Balance with Protein
Add a source of lean protein to your meal, such as grilled chicken, tofu, or paneer. Protein can help slow the absorption of carbohydrates and stabilize blood sugar levels.
Incorporate Fiber
Increase the fiber content by adding vegetables like broccoli, spinach, or bell peppers to your meal.
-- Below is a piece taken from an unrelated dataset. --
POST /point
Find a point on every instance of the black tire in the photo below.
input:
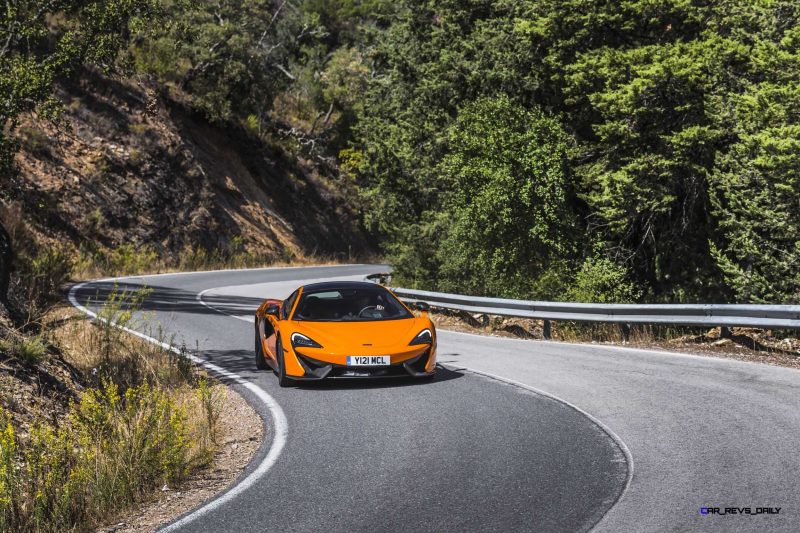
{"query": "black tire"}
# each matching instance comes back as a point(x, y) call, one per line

Fiber can help slow digestion and prevent spikes in glucose levels.
Include Healthy Fats
Add healthy fats like avocado, nuts, or seeds to your meal. Fats can help slow down carbohydrate absorption and balance blood sugar levels.
Stay Hydrated
Drink plenty of water before and during your meal to help with digestion and overall metabolic processes.
Pre-Meal Exercise
Engage in light physical activity such as a brisk walk or some stretching exercises before eating. Exercise can increase insulin sensitivity and help manage post-meal glucose levels.
Choose Whole Grains
Opt for whole grain versions of the ingredients, such as brown rice instead of white rice, to slow down the release of glucose.
Mindful Eating
Eat slowly and mindfully, focusing on chewing your food thoroughly. This can aid digestion and help regulate glucose spikes.
Add Cinnamon
Sprinkle a bit of cinnamon over your meal, as it may have beneficial effects in managing blood sugar levels.
Monitor and Adjust
Keep track of how your body responds to different food combinations and adjust your diet accordingly to find what works best for you.